Hexis Switzerland is one of the world’s leading companies in the field of high temperature fuel cell technology. It designs and produces fuel cell-based micro CHP units for single-family homes, multi-family apartment buildings.

Estonia Elcogen’s SOFC has set a world record of 74% in converting fuel to electricity. Elcogen’s products are SOFC monolithic cells and electric stacks. Elcogen plans to produce about 50 MW of cells per year starting in 2021. Whatever, For SOFC systems, it is working with Magnex.

Bosch of Germany is also actively laying out the SOFC industry chain, investing in British electrostack manufacturer Ceres Power twice in 2018 and 2019 to introduce electrostack production lines. And it has developed a 10kW SOFC cogeneration system with a power generation efficiency of 60%.

1.3 Japan

Japan’s SOFC industry is developing rapidly under the leadership of the New Energy and Industrial Technology Development Organization (NEDO). In particular, there is a government-subsidized household fuel cell cogeneration (ENE-FARM) program. Then Its small household SOFC cogeneration technology is mature and reliable, and the number of holdings ranks first in the world. Japan’s major SOFC companies are Kyocera, Osaka Gas, Mitsubishi Hitachi, Aisin Seiki and so on.

Japan’s Kyocera began developing fuel cells in 1985, and has been challenging the development of small SOFC technology.
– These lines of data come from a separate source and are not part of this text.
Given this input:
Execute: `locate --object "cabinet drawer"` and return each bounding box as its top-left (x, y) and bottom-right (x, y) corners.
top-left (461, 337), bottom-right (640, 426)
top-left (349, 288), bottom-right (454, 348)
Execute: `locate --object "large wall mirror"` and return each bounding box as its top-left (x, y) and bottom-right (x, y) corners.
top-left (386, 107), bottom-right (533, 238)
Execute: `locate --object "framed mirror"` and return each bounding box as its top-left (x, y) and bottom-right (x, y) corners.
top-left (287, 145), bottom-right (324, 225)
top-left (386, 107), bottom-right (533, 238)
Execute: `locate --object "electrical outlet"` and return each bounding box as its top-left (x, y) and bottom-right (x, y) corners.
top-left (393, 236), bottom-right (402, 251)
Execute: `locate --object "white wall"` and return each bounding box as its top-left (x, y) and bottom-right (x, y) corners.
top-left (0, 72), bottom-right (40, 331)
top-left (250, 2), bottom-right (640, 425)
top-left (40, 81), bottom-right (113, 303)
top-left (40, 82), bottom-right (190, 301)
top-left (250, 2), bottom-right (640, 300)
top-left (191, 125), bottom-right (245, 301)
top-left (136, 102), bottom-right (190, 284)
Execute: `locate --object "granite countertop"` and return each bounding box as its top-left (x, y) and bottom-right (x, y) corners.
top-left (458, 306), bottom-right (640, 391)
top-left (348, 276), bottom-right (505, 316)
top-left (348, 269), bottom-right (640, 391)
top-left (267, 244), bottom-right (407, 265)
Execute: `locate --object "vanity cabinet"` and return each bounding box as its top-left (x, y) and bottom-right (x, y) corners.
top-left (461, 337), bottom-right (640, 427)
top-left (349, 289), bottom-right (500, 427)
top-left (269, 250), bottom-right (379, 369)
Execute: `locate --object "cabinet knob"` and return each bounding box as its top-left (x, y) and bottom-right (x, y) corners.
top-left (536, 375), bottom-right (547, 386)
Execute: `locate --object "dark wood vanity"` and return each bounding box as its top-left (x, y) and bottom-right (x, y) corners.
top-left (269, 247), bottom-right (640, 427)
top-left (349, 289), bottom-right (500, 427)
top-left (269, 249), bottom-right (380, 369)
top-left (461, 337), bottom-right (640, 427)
Kyocera’s battery stack installed in Japan’s household SOFC power generation system in 2011. It has now realized the third generation of more miniaturized products, product power generation power of 700 W. Achieved 90,000 hours of continuous operation, 360 times the start and stop, 12 years of design life.
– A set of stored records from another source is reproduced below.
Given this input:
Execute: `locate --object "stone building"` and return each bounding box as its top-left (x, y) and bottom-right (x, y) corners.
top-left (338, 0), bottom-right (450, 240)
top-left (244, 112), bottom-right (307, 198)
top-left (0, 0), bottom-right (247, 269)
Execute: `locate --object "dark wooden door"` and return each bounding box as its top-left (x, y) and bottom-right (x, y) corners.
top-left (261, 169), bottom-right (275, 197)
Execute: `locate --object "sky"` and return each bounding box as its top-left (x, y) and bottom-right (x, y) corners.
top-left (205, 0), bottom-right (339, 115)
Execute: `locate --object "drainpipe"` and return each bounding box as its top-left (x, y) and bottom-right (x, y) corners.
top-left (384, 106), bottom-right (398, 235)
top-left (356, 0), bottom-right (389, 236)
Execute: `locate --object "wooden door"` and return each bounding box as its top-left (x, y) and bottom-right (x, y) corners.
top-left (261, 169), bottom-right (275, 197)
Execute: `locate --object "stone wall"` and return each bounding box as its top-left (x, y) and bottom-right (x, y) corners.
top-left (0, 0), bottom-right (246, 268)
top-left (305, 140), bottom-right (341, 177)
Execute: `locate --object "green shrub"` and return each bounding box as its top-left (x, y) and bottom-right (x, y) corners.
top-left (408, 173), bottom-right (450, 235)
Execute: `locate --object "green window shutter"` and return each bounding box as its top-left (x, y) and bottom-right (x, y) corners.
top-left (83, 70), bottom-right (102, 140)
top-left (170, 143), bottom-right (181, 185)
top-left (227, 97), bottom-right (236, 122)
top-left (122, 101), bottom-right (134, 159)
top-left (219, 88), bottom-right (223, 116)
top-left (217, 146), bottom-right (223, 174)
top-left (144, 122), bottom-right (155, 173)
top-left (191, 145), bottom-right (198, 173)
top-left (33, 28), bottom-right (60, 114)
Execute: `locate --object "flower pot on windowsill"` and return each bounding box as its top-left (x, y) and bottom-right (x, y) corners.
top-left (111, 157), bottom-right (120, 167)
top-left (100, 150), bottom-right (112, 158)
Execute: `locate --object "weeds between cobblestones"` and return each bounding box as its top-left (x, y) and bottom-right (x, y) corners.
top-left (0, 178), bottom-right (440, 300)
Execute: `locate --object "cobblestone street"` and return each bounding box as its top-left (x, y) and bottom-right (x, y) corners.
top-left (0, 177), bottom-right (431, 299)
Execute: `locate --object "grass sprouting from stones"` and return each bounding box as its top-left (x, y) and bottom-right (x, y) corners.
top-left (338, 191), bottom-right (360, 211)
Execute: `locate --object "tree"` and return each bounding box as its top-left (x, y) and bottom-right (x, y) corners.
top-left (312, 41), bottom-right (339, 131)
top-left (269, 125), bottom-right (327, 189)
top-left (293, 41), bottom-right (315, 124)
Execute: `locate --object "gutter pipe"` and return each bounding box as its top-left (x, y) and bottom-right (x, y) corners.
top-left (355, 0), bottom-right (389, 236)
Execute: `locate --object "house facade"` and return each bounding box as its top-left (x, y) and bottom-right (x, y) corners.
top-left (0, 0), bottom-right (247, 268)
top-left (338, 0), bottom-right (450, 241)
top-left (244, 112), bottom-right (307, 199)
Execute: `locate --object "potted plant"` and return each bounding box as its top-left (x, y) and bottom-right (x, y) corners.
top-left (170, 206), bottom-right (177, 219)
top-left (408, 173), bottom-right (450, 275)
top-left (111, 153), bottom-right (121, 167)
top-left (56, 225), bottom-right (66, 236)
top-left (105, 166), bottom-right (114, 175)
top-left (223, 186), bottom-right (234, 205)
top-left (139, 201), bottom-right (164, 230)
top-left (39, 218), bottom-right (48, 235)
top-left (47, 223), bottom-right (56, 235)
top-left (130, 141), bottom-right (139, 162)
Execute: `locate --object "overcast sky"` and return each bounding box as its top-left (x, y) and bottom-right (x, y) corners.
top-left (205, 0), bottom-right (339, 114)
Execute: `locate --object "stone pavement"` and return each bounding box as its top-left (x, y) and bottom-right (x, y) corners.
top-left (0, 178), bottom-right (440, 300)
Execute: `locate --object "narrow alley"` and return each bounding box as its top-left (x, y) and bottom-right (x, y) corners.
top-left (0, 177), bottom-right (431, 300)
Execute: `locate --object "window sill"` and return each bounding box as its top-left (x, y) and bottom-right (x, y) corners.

Mitsubishi Heavy Industries began developing SOFC technology in the 1980s. And in 2001 developed a 10kW-class tube-type SOFC power generation system. 2013 saw the successful operation of a 200kW SOFC+MGT composite power generation system. And 2014 saw the establishment of Mitsubishi-Hitachi Power Systems, Ltd. to focus on the development of SOFC combined cycle large-scale power generation systems. 2018 saw the announcement of the realization of the commercialization of a 250kW and a 1 MW combined cycle large-scale power generation system. 250kW and 1 MW co-generation products.